Was heißt nun eigentlich „systemisch“?
„Systemisch“ steht für eine bestimmte Art zu Denken und zu Handeln.
Systemisches Denken und Handeln:

  • heißt, vernetzt und ganzheitlich zu denken
  • geht davon aus, dass alles mit allem zusammen hängt,
  • achtet auf den Kontext von Verhalten
  • stellt Fähigkeiten und Ressourcen in den Vordergrund
  • sucht nach neuen Perspektiven und Blickwinkeln
  • versucht, Handlungsmöglichkeiten zu erweitern
  • sieht Wertschätzung als Basiswert
  • verzichtet auf Wertungen, Pathologisierungen und Etikettierungen
  • sieht Schwierigkeiten als Lösungsversuche

Systemische Beratung, Therapie und Supervision sind eigenständige, zum Teil auch von den Krankenkassen anerkannte Behandlungsverfahren.
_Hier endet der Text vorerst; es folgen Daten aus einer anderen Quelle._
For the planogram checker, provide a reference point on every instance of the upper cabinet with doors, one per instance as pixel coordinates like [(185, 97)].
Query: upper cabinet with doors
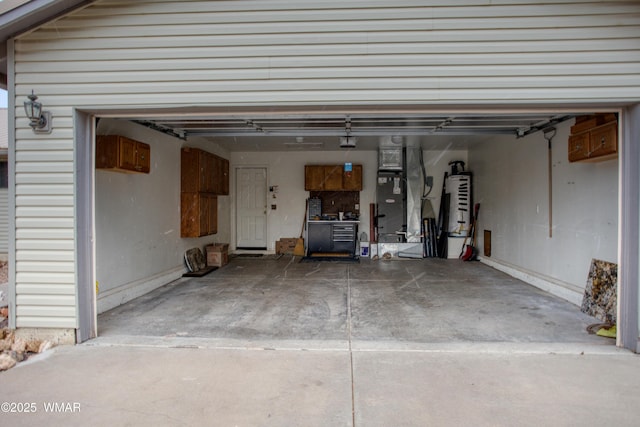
[(594, 138), (332, 178), (122, 154), (204, 172), (203, 177)]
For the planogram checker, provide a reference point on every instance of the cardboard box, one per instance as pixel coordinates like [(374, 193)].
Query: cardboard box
[(286, 245), (217, 254), (364, 249)]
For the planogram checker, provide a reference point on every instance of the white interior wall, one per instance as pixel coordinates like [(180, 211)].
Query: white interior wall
[(137, 219), (511, 178), (286, 170)]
Der Mehrwert einer systemisch ausgerichteten Lerntherapie liegt also in einer bestimmten Perspektive, einem bestimmten Blickwinkel, den man als systemische Beraterin oder auch systemische Lerntherapeutin einnimmt und aus ganz konkreten systemischen Methoden, die ich in der Lern“Therapie“ einsetzen kann.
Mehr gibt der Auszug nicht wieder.